Control output: set max_tokens parameter to expected output length. Avoid unnecessarily long responses.

For text understanding tasks, focus on input efficiency. For generation tasks, focus on output efficiency.

Caching and Optimization Strategies

OpenAI Prompt Caching:

Feature: First request with a given prompt pays full price. Subsequent requests using cached segments pay 10% for input tokens matching the cache.

Economics: Request 1 = $5 / 1M tokens. Request 2-10 (same context) = $0.50 / 1M tokens. After 10 requests, cache pays for itself.

Best for: Applications reusing fixed context (RAG systems with repeated documents, customer support with shared knowledge base, code analysis with repeated codebase segments).

Anthropic Batch Processing:

Anthropic offers batch API with 50% discount for non-time-critical workloads. Ideal for bulk processing.

Economics: Real-time API costs $15/1M input (Opus). Batch API costs $7.50/1M. For 100M tokens monthly, batch saves $750.

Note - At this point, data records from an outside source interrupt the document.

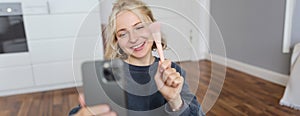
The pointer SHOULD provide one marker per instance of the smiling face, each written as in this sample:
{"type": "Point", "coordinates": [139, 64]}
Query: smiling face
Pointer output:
{"type": "Point", "coordinates": [133, 36]}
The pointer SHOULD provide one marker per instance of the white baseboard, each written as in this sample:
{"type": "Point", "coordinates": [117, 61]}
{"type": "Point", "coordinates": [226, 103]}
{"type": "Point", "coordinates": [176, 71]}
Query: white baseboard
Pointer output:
{"type": "Point", "coordinates": [39, 89]}
{"type": "Point", "coordinates": [262, 73]}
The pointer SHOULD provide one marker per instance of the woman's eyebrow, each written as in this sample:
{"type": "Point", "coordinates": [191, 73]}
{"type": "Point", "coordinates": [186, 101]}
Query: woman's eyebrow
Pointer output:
{"type": "Point", "coordinates": [137, 23]}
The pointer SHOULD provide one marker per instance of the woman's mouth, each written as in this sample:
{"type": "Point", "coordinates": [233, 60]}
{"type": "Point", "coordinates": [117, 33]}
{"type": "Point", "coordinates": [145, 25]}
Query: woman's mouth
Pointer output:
{"type": "Point", "coordinates": [138, 47]}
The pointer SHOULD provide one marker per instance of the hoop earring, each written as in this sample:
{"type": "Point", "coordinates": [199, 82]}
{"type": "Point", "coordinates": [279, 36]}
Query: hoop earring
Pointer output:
{"type": "Point", "coordinates": [121, 53]}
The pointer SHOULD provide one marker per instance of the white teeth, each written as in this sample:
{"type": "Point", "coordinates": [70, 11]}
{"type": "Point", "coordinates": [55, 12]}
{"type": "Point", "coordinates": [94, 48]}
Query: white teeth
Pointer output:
{"type": "Point", "coordinates": [134, 47]}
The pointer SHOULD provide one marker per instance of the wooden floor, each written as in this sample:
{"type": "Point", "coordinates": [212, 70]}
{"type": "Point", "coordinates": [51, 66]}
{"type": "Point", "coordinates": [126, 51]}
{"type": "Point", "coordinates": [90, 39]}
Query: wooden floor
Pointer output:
{"type": "Point", "coordinates": [242, 94]}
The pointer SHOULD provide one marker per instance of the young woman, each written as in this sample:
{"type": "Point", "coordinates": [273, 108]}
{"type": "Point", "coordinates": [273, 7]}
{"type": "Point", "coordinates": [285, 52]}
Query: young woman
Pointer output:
{"type": "Point", "coordinates": [129, 38]}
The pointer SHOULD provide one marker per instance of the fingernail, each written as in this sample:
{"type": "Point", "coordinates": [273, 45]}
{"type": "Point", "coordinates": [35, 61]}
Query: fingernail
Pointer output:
{"type": "Point", "coordinates": [161, 70]}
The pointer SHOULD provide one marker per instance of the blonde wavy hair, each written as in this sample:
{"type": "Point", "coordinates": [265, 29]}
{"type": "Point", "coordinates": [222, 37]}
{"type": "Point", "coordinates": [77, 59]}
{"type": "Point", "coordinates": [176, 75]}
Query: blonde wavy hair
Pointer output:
{"type": "Point", "coordinates": [112, 50]}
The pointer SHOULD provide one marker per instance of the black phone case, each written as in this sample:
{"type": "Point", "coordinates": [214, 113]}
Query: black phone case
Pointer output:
{"type": "Point", "coordinates": [103, 82]}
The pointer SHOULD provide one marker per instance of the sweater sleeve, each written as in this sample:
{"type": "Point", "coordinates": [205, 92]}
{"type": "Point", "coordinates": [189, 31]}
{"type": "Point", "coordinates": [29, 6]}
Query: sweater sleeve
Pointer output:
{"type": "Point", "coordinates": [191, 106]}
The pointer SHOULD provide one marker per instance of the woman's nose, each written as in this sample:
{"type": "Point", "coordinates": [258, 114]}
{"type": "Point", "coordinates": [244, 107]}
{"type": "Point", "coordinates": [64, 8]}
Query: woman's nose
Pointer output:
{"type": "Point", "coordinates": [133, 37]}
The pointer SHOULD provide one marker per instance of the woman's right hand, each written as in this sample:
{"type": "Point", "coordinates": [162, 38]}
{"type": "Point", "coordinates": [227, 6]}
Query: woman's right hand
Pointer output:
{"type": "Point", "coordinates": [98, 110]}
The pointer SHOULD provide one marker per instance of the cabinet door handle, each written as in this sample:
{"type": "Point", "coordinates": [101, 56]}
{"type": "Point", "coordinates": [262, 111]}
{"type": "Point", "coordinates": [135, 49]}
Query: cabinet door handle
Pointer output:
{"type": "Point", "coordinates": [48, 7]}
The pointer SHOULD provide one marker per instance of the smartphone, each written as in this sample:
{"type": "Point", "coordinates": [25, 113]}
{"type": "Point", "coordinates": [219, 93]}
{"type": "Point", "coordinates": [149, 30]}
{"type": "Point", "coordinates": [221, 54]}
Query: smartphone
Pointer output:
{"type": "Point", "coordinates": [103, 84]}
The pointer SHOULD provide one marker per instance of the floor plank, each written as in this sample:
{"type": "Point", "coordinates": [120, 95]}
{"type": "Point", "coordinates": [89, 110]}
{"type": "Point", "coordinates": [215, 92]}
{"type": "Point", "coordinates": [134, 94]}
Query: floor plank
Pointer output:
{"type": "Point", "coordinates": [242, 94]}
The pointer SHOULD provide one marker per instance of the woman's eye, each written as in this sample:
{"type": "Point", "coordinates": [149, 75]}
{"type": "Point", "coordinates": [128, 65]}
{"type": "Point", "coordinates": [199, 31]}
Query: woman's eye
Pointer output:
{"type": "Point", "coordinates": [139, 27]}
{"type": "Point", "coordinates": [121, 35]}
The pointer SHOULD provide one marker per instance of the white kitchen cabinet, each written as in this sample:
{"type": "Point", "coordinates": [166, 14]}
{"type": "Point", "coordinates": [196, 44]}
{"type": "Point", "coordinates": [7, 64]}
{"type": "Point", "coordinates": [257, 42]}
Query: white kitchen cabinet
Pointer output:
{"type": "Point", "coordinates": [54, 50]}
{"type": "Point", "coordinates": [18, 77]}
{"type": "Point", "coordinates": [58, 26]}
{"type": "Point", "coordinates": [53, 29]}
{"type": "Point", "coordinates": [57, 50]}
{"type": "Point", "coordinates": [15, 59]}
{"type": "Point", "coordinates": [53, 73]}
{"type": "Point", "coordinates": [72, 6]}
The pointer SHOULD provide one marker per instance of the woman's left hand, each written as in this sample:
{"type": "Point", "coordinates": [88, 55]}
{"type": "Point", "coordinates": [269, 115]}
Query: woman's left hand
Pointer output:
{"type": "Point", "coordinates": [169, 82]}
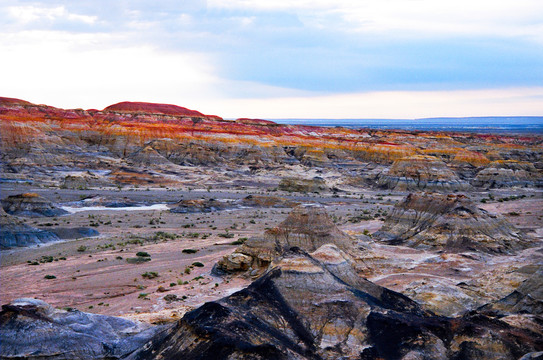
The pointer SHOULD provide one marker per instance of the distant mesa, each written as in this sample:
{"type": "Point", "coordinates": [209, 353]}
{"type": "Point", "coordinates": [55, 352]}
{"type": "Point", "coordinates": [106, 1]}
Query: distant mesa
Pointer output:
{"type": "Point", "coordinates": [153, 108]}
{"type": "Point", "coordinates": [13, 101]}
{"type": "Point", "coordinates": [449, 222]}
{"type": "Point", "coordinates": [261, 122]}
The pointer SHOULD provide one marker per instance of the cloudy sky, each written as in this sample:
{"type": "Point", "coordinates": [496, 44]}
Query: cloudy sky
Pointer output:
{"type": "Point", "coordinates": [279, 58]}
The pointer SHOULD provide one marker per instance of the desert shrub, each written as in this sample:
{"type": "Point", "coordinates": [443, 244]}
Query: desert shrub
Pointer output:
{"type": "Point", "coordinates": [150, 275]}
{"type": "Point", "coordinates": [138, 260]}
{"type": "Point", "coordinates": [226, 235]}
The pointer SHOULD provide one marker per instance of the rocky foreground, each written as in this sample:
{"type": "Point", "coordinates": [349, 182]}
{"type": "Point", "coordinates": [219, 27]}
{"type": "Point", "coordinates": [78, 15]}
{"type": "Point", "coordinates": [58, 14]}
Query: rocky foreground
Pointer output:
{"type": "Point", "coordinates": [241, 261]}
{"type": "Point", "coordinates": [309, 303]}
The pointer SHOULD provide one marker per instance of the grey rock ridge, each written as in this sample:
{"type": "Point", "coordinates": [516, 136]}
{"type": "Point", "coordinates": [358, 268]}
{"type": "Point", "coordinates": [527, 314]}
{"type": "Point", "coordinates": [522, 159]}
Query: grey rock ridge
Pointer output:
{"type": "Point", "coordinates": [508, 173]}
{"type": "Point", "coordinates": [32, 329]}
{"type": "Point", "coordinates": [31, 205]}
{"type": "Point", "coordinates": [314, 306]}
{"type": "Point", "coordinates": [451, 222]}
{"type": "Point", "coordinates": [307, 227]}
{"type": "Point", "coordinates": [14, 233]}
{"type": "Point", "coordinates": [421, 172]}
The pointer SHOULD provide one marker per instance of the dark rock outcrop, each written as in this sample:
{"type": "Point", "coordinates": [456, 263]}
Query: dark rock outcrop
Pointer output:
{"type": "Point", "coordinates": [451, 222]}
{"type": "Point", "coordinates": [508, 173]}
{"type": "Point", "coordinates": [15, 233]}
{"type": "Point", "coordinates": [313, 306]}
{"type": "Point", "coordinates": [32, 329]}
{"type": "Point", "coordinates": [420, 172]}
{"type": "Point", "coordinates": [302, 185]}
{"type": "Point", "coordinates": [526, 299]}
{"type": "Point", "coordinates": [268, 201]}
{"type": "Point", "coordinates": [31, 205]}
{"type": "Point", "coordinates": [197, 206]}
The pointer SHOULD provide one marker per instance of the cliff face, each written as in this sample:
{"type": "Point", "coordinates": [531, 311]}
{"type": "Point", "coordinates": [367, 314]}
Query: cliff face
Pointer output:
{"type": "Point", "coordinates": [308, 227]}
{"type": "Point", "coordinates": [451, 222]}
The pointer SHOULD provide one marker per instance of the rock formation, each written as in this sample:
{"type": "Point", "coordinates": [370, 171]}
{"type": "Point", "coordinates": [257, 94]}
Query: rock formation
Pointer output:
{"type": "Point", "coordinates": [31, 205]}
{"type": "Point", "coordinates": [161, 136]}
{"type": "Point", "coordinates": [508, 173]}
{"type": "Point", "coordinates": [419, 172]}
{"type": "Point", "coordinates": [313, 306]}
{"type": "Point", "coordinates": [196, 206]}
{"type": "Point", "coordinates": [307, 227]}
{"type": "Point", "coordinates": [526, 299]}
{"type": "Point", "coordinates": [302, 185]}
{"type": "Point", "coordinates": [15, 233]}
{"type": "Point", "coordinates": [450, 222]}
{"type": "Point", "coordinates": [32, 329]}
{"type": "Point", "coordinates": [268, 201]}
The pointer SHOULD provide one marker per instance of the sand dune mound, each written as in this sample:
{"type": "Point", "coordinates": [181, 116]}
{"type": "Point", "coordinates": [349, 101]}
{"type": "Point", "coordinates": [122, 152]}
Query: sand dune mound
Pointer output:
{"type": "Point", "coordinates": [451, 222]}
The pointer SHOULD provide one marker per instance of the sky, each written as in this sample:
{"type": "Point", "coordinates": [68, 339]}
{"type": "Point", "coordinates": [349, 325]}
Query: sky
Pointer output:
{"type": "Point", "coordinates": [278, 58]}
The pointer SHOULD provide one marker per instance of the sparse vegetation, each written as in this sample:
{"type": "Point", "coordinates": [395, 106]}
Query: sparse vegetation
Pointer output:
{"type": "Point", "coordinates": [189, 251]}
{"type": "Point", "coordinates": [150, 275]}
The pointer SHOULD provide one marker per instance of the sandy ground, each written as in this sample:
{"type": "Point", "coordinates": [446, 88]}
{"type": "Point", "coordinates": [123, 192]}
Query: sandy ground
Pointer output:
{"type": "Point", "coordinates": [93, 274]}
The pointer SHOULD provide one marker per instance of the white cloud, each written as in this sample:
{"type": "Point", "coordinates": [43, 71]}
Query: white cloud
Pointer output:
{"type": "Point", "coordinates": [27, 14]}
{"type": "Point", "coordinates": [392, 104]}
{"type": "Point", "coordinates": [407, 18]}
{"type": "Point", "coordinates": [93, 71]}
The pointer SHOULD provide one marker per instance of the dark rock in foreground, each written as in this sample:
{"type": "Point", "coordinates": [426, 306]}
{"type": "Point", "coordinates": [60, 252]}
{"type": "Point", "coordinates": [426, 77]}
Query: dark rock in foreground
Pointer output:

Best for: Bulk document processing, classification, summarization where latency tolerance exists.

Model Selection Optimization:

Choosing cheaper models when quality permits yields substantial savings:

Haiku (Anthropic) or Gemini Flash instead of Opus for simple tasks: 15-75x cheaper
GPT-3.5-turbo instead of GPT-4o for straightforward tasks: 10x cheaper
Llama 3 70B via Groq instead of proprietary models: 20-50x cheaper (if quality sufficient)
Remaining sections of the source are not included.